Antiemetik dapat diberikan untuk mengurangi gejala mual muntah.
c.       Operatif          
Operasi dilakukan setelah rehidrasi dan dekompresi nasogastrik untuk mencegah sepsis
sekunder. Operasi diawali dengan laparotomi kemudian disusul dengan teknik bedah yang
disesuaikan dengan hasil eksplorasi selama laparotomi. Berikut ini beberapa kondisi atau
pertimbangan untuk dilakukan operasi: Jika obstruksinya berhubungan dengan suatu simple
obstruksi atau adhesi, maka tindakan lisis yang dianjurkan. Jika terjadi obstruksi stangulasi
maka reseksi intestinal sangat diperlukan. Pada umumnya dikenal 4 macam cara/tindakan
bedah yang dilakukan pada obstruksi ileus:
1)      Koreksi sederhana (simple correction).
Hal ini merupakan tindakan bedah sederhana untuk membebaskan usus dari jepitan, misalnya
pada hernia incarcerata non-strangulasi, jepitan oleh streng/adhesi atau pada volvulus ringan.
2)      Tindakan operatif by-pass.
Membuat saluran usus baru yang “melewati” bagian usus yang tersumbat, misalnya pada
tumor intralurninal, Crohn disease, dan sebagainya.
3)      Membuat fistula entero-cutaneus pada bagian proximal dari tempat obstruksi, misalnya pada
Ca stadium lanjut.
4)      Melakukan reseksi usus yang tersumbat dan membuat anastomosis ujung-ujung usus untuk
mempertahankan kontinuitas lumen usus, misalnya pada carcinoma colon, invaginasi,
strangulata, dan sebagainya.

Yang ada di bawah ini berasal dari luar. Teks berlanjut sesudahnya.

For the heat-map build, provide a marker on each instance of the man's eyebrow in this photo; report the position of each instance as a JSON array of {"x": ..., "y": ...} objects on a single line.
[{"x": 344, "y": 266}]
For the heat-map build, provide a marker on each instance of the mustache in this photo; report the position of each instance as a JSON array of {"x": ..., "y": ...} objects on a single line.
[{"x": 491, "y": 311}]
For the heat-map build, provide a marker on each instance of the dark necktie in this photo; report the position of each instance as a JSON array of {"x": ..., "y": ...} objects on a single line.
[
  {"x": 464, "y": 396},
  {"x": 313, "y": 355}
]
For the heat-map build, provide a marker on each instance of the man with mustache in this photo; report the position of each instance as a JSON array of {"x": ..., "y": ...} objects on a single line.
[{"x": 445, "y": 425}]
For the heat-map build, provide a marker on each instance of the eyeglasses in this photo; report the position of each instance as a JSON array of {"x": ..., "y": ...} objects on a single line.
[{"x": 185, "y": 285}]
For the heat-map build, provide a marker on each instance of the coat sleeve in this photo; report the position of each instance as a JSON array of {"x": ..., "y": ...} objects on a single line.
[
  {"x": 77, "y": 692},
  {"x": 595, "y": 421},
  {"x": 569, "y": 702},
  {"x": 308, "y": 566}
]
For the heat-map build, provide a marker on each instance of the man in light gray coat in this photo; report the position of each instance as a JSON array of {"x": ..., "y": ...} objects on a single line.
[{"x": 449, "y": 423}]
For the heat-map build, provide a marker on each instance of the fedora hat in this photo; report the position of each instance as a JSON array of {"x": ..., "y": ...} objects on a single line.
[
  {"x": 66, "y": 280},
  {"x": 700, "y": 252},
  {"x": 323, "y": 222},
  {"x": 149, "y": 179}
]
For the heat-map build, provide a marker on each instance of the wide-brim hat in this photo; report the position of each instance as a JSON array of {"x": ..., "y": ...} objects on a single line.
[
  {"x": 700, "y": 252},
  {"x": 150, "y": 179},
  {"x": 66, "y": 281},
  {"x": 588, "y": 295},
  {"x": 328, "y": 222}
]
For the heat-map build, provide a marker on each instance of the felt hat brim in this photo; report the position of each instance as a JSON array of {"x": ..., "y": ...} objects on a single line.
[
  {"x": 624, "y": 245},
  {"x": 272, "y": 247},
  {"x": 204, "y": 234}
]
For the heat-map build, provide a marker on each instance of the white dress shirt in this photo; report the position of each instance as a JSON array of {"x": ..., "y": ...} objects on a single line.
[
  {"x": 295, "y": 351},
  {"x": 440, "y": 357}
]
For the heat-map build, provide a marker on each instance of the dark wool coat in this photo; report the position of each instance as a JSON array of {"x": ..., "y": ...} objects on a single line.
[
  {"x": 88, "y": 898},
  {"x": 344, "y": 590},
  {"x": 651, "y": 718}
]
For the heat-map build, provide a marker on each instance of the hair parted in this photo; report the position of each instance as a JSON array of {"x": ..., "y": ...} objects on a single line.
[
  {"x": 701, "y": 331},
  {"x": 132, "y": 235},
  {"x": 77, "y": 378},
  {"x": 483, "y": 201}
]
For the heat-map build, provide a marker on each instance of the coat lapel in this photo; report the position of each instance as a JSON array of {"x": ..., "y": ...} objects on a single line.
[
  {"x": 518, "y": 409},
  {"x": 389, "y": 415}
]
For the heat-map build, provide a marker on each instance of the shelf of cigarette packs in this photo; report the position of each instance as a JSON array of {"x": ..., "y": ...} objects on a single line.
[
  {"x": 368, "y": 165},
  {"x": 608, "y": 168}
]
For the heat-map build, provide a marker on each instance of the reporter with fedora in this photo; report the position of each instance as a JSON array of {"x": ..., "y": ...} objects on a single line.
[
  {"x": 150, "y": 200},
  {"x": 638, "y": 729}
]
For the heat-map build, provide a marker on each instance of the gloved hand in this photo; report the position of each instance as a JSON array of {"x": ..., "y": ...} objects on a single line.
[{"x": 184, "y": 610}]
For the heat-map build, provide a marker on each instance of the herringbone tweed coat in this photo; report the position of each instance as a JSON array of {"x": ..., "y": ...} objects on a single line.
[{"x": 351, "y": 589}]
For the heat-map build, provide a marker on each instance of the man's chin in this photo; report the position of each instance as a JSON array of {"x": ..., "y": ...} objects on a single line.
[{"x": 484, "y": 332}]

Pada beberapa obstruksi ileus, kadang-kadang dilakukan
tindakan operatif  bertahap, baik oleh karena penyakitnya sendiri maupun karena keadaan
penderitanya, misalnya pada Ca sigmoid obstruktif, mula-mula dilakukan kolostomi saja,
kemudian hari dilakukan reseksi usus dan anastomosis. 
(Sabara, 2007 dikutip dari (http://www.Files-of-DrsMed.tk ).
10.  Komplikasi
a.       Nekrosis usus, perforasi usus, dikarenakan obstruksi yang sudah terjadi selalu lama pada
organ intra abdomen.
b.      Sepsis, infeksi akibat dari peritonitis, yang tidak tertangani dengan baik dan cepat.
c.       Syok-dehidrasi, terjadi akibat dehidrasi dan kehilangan volume plasma.
d.      Abses Sindrom usus pendek dengan malabsorpsi dan malnutrisi, karena absorbsi toksin
dalam rongga peritonium sehinnga terjadi peradangan atau infeksi yang hebat pada intra
abdomen.
e.       Pneumonia aspirasi dari proses muntah,
f.       Gangguan elektrolit, karena terjadi gangguan absorbsi cairan dan elektrolit pada usus.
g.      Kematian ( Brunner and Suddarth, 2002 ) dan ( Sabara, 2007 dikutip dari (http://www.Files-
of-DrsMed.tk ).

2.2  Konsep Dasar Asuhan Keperawatan


1.      Pengkajian
1)      Identitas klien
Nama               : Ny. R
Umur               : 36 tahun
Jenis kelamin   : perempuan
Suku/Bangsa   : Banjar/Indonesia
Agama             : islam
Pendidikan      : SMU
Alamat            : Jl. Veteran Gang Prona I RT 24 No. 30 Banjarmasin
Diagnosa medis : Ileus obstruksi       
Penanggung jawab: Tn. H(suami)

2)      Keluhan utama pasien


Nyeri pada daerah luka post operasi.

3)      Riwayat penyakit sekarang (sesuai pola PQRST)


Klien masuk RS tanggal 28 Mei 2003 jam 18.00 Wita dan langsung dilakukan operasi cyto
jam 21.00 Wita. Saat pengkajian tanggal 29 Mei 2003 klien mengeluh nyeri pada daerah luka
post operasi seperti diiris-iris dan ditusuk-tusuk, nyeri terasa sampai ke samping kiri/ kanan
perut nyeri lebih terasa apabila klien melakukan pernafasan perut. Nyeri ilang apabila klien
tenang dan tidak merasa tegang pada daerah perut. Intensitas nyeri ± 3 – 5 menit.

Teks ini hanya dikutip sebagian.